When you are sleep-deprived and your baby is screaming, you need a short list, not a research paper. Here is what works:
Acetaminophen or ibuprofen (6+ months). These are the most effective tools you have. Do not feel guilty about using them. You are managing legitimate pain. Dose by weight, follow the timing guidelines, and give proactively (before bed, before naps) rather than waiting for the crisis.
Cold items. Chilled teething ring (refrigerator, not freezer). Cold wet washcloth (twist it, chill it, let them gnaw). Chilled spoon pressed on the gum. Frozen breast milk in a mesh feeder (6+ months). The cold reduces inflammation and provides numbing.
Pressure. Your clean finger pressed firmly on the sore spot. A solid teething toy designed for chewing. A cold washcloth with a knot to bite on. Counter-pressure on the gum modulates the pain signal.

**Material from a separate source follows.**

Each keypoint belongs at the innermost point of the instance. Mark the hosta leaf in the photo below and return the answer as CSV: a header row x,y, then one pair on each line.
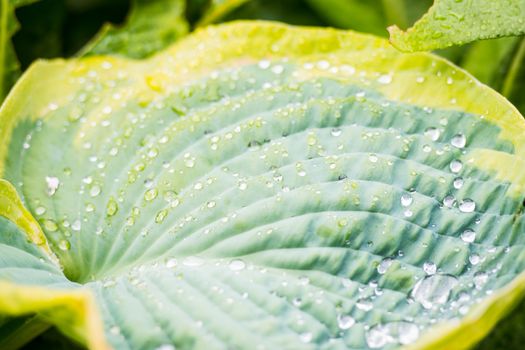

Comfort. Holding, rocking, skin-to-skin, singing, white noise. Your baby is in pain and scared because they do not understand what is happening. Your presence is a genuine form of relief.
Distraction. For older babies and toddlers: new toys, bath time, going outside, music, books. Distraction does not eliminate pain but it competes with it for attention. A baby absorbed in a new activity hurts less than a baby with nothing to focus on except their gums.